NYSE: Generally, for companies listed on the NYSE, a majority of the board of directors must be "independent". A director will only qualify as "independent" if the board affirmatively determines that such person has "no material relationship" with the listed company, either directly or indirectly through another. Thus, under the new rule, a director's independence can be jeopardized if he or she is closely affiliated with a charitable organization that has received a substantial contribution from the listed company. Accordingly, listed companies must disclose contributions to a charity of which a director serves as an executive officer, where such contributions exceed the greater of $1 million or 2 percent of the charitable organization's annual gross revenues. The listed company's boards must also consider the materiality of such relationships in assessing director independence generally.
NASDAQ: As with the NYSE, the NASDAQ rules require that a majority of the board of a listed company be "independent". Under the NASDAQ's new rules, a director will be disqualified from being considered independent if he or she (or a family member) is an executive officer of a charitable organization that receives the greater of $200,000 or 5 percent of its revenue from the listed company.
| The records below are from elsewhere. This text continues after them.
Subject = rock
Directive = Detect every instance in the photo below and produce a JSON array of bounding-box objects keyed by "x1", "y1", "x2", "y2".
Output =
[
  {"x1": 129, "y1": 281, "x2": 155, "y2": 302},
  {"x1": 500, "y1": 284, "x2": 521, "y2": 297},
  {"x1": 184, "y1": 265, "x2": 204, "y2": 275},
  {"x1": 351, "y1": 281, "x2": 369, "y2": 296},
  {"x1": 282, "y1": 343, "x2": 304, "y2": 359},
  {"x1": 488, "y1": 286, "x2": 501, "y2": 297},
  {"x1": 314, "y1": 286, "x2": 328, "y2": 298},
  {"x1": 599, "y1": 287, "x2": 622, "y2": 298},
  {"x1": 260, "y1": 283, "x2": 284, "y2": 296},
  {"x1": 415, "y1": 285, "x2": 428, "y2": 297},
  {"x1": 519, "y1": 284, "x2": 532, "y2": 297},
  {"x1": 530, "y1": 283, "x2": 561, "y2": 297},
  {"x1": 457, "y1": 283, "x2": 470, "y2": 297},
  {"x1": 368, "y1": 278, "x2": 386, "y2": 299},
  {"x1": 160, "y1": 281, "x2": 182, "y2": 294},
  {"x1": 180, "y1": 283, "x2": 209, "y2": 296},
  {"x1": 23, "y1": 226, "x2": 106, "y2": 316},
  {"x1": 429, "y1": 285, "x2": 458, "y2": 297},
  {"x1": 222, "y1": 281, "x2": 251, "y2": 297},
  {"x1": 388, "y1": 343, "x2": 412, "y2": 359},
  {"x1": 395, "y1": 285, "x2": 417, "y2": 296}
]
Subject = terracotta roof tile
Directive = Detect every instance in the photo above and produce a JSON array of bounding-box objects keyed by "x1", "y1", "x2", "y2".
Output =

This is also true for a director(or a family member of a direcgtor) who is an executive officer of a charitable organization that pays an equivalent amount to the listed company. Payments made under a matching gift program do not count in figuring out whether the $200,000 or 5 percent threshold has been met.
Commentary to the NASDAQ proposal states that the exchange "encourages" companies to go beyond automatic disqualification to "consider other situations where a director or their Family Member and the company each have a relationship with the same charity when assessing director independence." This comment suggests that boards should assess whether smaller, but still substantial, gifts impair a director's independence.